Energy companies now require real-time data processing technologies more than ever to continuously optimize operations, anticipate maintenance needs, and guarantee grid stability to prevent outages. In particular, real-time analytics can enable:
- Grid monitoring and optimization
- Predictive maintenance
- Renewable energy integration
- Customized customer experiences
While energy companies recognize this need, few have made the transition from legacy batch systems to stream processing systems. The primary barrier is that stream processing systems tend to be difficult to deploy and maintain.
RisingWave is a streaming database purpose-built to make stream processing more accessible. Using SQL, you can set up streaming data pipelines within RisingWave to ingest, filter, and transform event streams on the fly.
In this post, we will explore how RisingWave supports real-time analytics for the energy sector. We will also demonstrate how to construct a data pipeline for monitoring power grids in real time.
Typical Technical Stack for Real-Time Energy Grid Monitoring
To effectively monitor a power grid in real time, a data pipeline tailored for stream processing is essential.

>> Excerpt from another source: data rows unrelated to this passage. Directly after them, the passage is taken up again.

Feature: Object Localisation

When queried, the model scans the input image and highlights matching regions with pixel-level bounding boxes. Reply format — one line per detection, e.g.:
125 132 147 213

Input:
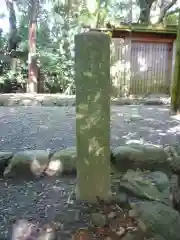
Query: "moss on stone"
75 32 111 201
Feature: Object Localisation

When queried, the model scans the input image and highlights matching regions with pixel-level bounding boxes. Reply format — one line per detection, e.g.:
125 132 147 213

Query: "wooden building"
91 24 176 96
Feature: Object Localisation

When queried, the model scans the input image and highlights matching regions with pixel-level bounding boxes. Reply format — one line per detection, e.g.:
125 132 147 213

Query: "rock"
111 143 172 175
0 152 13 176
143 97 164 105
147 235 166 240
133 201 180 240
4 150 50 177
119 170 170 204
147 171 170 192
91 213 107 227
45 147 76 176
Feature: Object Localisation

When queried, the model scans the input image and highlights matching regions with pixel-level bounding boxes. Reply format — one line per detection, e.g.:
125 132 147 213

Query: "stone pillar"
75 32 111 202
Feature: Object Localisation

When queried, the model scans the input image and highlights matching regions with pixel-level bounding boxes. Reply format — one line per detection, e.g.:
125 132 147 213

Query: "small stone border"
0 93 170 107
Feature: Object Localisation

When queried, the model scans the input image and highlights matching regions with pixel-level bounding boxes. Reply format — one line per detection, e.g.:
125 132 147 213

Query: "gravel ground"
0 106 180 240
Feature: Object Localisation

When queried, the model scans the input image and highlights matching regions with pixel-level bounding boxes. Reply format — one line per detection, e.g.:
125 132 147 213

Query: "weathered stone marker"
75 32 111 202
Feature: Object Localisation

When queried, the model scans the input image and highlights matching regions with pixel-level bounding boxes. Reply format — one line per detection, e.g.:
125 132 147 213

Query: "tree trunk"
27 0 38 93
139 0 154 23
171 12 180 114
6 0 19 72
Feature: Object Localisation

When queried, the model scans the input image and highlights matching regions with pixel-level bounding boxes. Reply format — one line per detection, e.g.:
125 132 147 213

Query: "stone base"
0 93 170 107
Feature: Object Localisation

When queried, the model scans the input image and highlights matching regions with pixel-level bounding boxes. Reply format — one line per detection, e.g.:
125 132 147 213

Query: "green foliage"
0 0 176 92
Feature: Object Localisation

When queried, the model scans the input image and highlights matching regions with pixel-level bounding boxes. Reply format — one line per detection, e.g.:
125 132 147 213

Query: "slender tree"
171 12 180 114
27 0 39 93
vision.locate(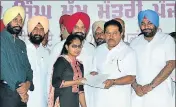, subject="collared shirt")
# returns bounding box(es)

The typical technical stack includes the following systems:
- Apache Kafka: Event Streaming Platform
Kafka serves as an event streaming platform for logging, managing, and organizing data streams. Alternatives like Pulsar and NATS can also be utilized.
- PostgreSQL: Relational Database Management System
PostgreSQL is employed to store historical and customer data, providing a robust relational database solution.
- RisingWave: SQL Streaming Database
RisingWave is a PostgreSQL-compatible, distributed streaming database that operates using SQL queries, ensuring a user-friendly experience. While stream processors like Flink and additional data stores can be used, they often introduce greater complexity in deployment.
- Grafana: Monitoring and Visualization Platform
Grafana enables the creation of interactive dashboards for tracking metrics and receiving alerts on anomalies or specific events.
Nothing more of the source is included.